More generally, Software Carpentry's real aim isn't to show people how to do today's work faster. It's to show them how to do entirely new kinds of work, things that were out of reach of their old skills. The only way to tell if we've accomplished that would be to observe them before and after the course [3]. Surveys and other kinds of self-reporting can't tell us, not unless they've been calibrated by exactly this kind of before-and-after observation. The problem is, no-one seems to want to fund it: they'll spend millions on supercomputers, and millions more on salaries for faculty and grad students, but not a penny to figure out whether those investments are working, or how to make them pay higher dividends. Things are different in K-12 education, where there's actually too much emphasis on assessment right now (or at least, too much emphasis is misdirected), but even there, we're still struggling to figure out what web- and computer-related skills people ought to have, much less how to tell if they've got 'em.
Finally, if you don't take the time to explore what other people have done, you deserve to fail. This was my biggest mistake; it's no consolation to see others making it as well. Imagine someone came to you and said, "I'm going to build a massive online multiplayer fantasy game, and boy howdy, it's going to be great!" If you asked them how it was going to be different from World of Warcraft©, and their response was, "What's that?", you'd probably feel as weary as I now do when I hear someone brush aside decades of pedagogical research. How many of the people who are trying to teach online have ever taken an online course themselves? How many have taken more than one? I haven't: I signed up for an online course about online teaching at a local university last summer, but dropped out when it became clear that my fellow students were there to earn professional advancement credits rather than to learn. Now that I am doing my homework, I've discovered dozens of wheels I didn't need to reinvent, and dozens of misconceptions that I shared with most other well-meaning but uninformed newcomers [4]. I'm still struggling to figure out how to apply what I'm learning to the specific problems in front of me, but that's only fair. After all, I'm asking Software Carpentry students to do that every day.
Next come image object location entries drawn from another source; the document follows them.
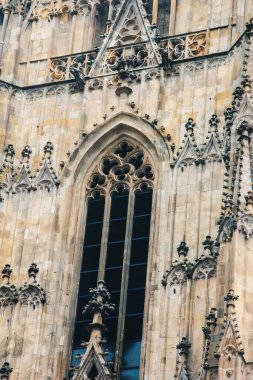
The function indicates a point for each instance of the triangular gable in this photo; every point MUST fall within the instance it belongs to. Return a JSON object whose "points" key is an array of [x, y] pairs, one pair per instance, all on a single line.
{"points": [[129, 28], [23, 180], [93, 361]]}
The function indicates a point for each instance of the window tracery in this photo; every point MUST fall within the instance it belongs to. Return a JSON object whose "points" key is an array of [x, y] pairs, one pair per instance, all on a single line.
{"points": [[118, 214]]}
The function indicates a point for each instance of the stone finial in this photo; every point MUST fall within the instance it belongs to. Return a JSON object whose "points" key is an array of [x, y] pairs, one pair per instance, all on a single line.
{"points": [[9, 151], [249, 201], [183, 346], [182, 249], [48, 148], [230, 298], [189, 126], [26, 152], [33, 271], [229, 114], [208, 243], [6, 272], [246, 83], [99, 302], [5, 371]]}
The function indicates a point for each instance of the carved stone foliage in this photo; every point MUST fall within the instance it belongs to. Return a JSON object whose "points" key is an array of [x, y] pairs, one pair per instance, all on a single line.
{"points": [[125, 165], [100, 301], [226, 230], [48, 9], [201, 268], [205, 269], [245, 226], [177, 276], [191, 153], [32, 295], [130, 31], [193, 45], [61, 68], [8, 295]]}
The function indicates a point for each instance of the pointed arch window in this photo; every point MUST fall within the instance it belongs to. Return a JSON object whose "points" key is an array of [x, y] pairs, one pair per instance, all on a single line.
{"points": [[118, 215]]}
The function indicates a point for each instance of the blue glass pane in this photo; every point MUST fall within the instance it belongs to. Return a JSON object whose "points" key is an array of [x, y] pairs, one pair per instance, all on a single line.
{"points": [[75, 359], [129, 374], [131, 354]]}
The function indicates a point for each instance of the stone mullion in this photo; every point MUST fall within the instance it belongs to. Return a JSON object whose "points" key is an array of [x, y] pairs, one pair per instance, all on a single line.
{"points": [[124, 285], [104, 238]]}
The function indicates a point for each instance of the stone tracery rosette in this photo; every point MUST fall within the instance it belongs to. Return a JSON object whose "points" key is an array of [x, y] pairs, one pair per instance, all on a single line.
{"points": [[125, 165]]}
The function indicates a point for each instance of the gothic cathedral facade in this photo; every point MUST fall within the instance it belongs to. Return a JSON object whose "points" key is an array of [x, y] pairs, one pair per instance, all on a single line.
{"points": [[126, 189]]}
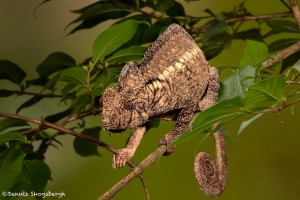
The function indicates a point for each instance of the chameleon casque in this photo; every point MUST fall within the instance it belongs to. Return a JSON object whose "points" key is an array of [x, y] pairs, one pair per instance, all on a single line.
{"points": [[173, 82]]}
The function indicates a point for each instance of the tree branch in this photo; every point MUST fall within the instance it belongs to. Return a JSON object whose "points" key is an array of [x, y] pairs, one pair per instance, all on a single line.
{"points": [[294, 48], [17, 92], [296, 11], [92, 111]]}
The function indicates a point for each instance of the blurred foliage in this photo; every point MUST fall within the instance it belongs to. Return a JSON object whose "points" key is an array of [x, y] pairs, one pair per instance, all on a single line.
{"points": [[245, 90]]}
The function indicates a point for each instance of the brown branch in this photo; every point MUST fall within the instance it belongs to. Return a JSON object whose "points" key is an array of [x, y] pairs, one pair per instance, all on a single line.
{"points": [[134, 173], [257, 17], [17, 92], [296, 11], [92, 111], [294, 48], [246, 18]]}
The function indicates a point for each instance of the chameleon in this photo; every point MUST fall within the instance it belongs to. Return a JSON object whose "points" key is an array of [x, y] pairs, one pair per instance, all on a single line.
{"points": [[173, 82]]}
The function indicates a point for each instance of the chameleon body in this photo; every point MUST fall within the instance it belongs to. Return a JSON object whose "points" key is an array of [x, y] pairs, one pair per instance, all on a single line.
{"points": [[173, 81]]}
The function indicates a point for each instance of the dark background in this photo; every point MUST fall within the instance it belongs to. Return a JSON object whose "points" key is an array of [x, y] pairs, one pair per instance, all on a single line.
{"points": [[263, 162]]}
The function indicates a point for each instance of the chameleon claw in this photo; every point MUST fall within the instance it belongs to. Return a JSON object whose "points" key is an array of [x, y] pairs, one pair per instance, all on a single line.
{"points": [[119, 160]]}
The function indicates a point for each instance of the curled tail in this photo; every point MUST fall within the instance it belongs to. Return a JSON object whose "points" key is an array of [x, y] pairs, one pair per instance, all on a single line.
{"points": [[211, 175]]}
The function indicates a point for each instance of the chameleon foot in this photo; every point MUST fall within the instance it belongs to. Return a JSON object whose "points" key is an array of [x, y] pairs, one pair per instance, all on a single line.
{"points": [[120, 159], [165, 141]]}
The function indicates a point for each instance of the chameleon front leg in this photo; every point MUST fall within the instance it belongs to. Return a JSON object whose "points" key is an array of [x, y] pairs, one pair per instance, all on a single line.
{"points": [[181, 125], [125, 154]]}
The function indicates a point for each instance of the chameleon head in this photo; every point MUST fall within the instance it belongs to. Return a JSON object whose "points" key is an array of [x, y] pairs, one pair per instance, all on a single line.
{"points": [[119, 112]]}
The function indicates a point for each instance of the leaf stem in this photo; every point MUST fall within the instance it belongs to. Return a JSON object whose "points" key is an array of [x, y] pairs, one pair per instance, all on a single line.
{"points": [[296, 11]]}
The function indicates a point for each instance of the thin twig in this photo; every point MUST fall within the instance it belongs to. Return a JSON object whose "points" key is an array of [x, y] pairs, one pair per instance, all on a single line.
{"points": [[17, 92], [296, 11], [134, 173], [257, 17], [294, 48]]}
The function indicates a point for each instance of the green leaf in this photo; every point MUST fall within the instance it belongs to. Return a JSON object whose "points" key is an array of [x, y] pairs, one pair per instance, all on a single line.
{"points": [[30, 102], [290, 61], [279, 26], [236, 84], [51, 83], [282, 43], [80, 103], [55, 62], [11, 71], [6, 93], [9, 123], [134, 53], [164, 5], [68, 90], [75, 75], [40, 81], [297, 66], [16, 136], [254, 54], [113, 38], [107, 76], [224, 111], [37, 174], [251, 34], [85, 148], [176, 10], [246, 123], [98, 12], [11, 161], [265, 91]]}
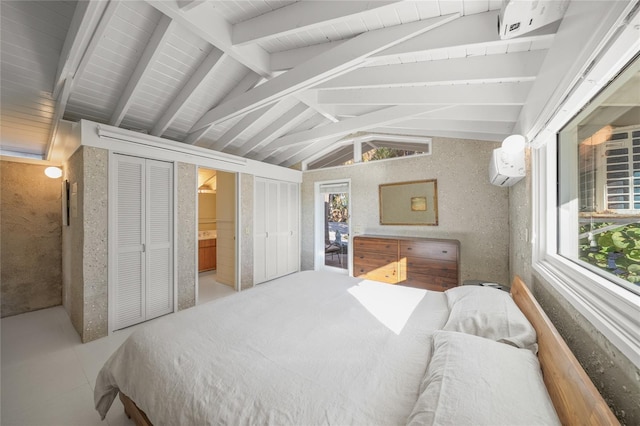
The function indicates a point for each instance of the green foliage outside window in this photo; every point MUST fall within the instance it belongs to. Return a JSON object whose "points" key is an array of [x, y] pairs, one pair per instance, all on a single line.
{"points": [[338, 208], [616, 250]]}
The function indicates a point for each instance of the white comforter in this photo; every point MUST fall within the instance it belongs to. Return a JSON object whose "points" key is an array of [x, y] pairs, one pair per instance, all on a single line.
{"points": [[310, 348]]}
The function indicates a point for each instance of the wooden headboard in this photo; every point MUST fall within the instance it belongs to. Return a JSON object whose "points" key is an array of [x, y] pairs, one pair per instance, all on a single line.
{"points": [[575, 398]]}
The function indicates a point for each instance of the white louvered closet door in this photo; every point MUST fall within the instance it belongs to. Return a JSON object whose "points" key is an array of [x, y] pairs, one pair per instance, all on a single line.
{"points": [[293, 212], [130, 235], [144, 240], [260, 231], [159, 226], [276, 222]]}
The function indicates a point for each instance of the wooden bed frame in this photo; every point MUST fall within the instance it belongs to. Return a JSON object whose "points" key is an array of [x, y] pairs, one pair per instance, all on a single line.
{"points": [[575, 398]]}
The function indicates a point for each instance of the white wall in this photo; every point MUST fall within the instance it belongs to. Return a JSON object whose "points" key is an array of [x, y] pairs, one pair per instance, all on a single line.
{"points": [[469, 208]]}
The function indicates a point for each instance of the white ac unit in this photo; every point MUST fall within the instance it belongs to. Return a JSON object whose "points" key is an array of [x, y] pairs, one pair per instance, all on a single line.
{"points": [[506, 168], [519, 17]]}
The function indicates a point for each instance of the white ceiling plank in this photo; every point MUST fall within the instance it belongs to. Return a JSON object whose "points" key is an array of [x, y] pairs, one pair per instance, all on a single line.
{"points": [[203, 71], [186, 5], [287, 59], [101, 29], [582, 30], [463, 32], [301, 16], [297, 154], [318, 69], [311, 102], [508, 113], [246, 124], [276, 129], [455, 125], [247, 83], [496, 68], [333, 130], [148, 58], [83, 25], [452, 134], [462, 94], [60, 106], [205, 22]]}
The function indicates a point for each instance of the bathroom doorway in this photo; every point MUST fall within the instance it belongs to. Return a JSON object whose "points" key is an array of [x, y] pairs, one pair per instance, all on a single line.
{"points": [[216, 234]]}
So here's the bottom line. Some people will figure things out no matter what or how you teach, so survivor bias will easily fool you into thinking that your teaching is responsible for their success. Knowing what other people have done, how effective they've been, and how we know isn't just a matter of professional courtesy. It's what you have to do if you're serious about maximizing the odds that someone actually learning from what you're doing.
[1] Lowering production values is of course another option, but some research has shown that this leads to lower student retention. If anyone knows of more recent or more relevant results, I'd welcome a pointer.
[2] As Will Rogers said, "It isn't what we don't know that gives us trouble, it's what we know that ain't so." One of the reasons peer instruction is so effective is that it's better than lecturing at correcting students' misconceptions.
[3] If they go through the material in some kind of course. If they're dipping into it on their own, as they need it, then I have no idea how to tell how much we're helping.
[4] I've also discovered that most books about education are badly written—it's as if Jossey-Bass took Strunk & White, put "don't" in front of each recommendation, then gave it to their authors. I think this is one of the reasons people like me don't do their background research: it's hard to keep plugging away when it feels like being smothered under a pile of wet sheep. Of course, I could just be looking for excuses to skip the thinking bits and get back to coding.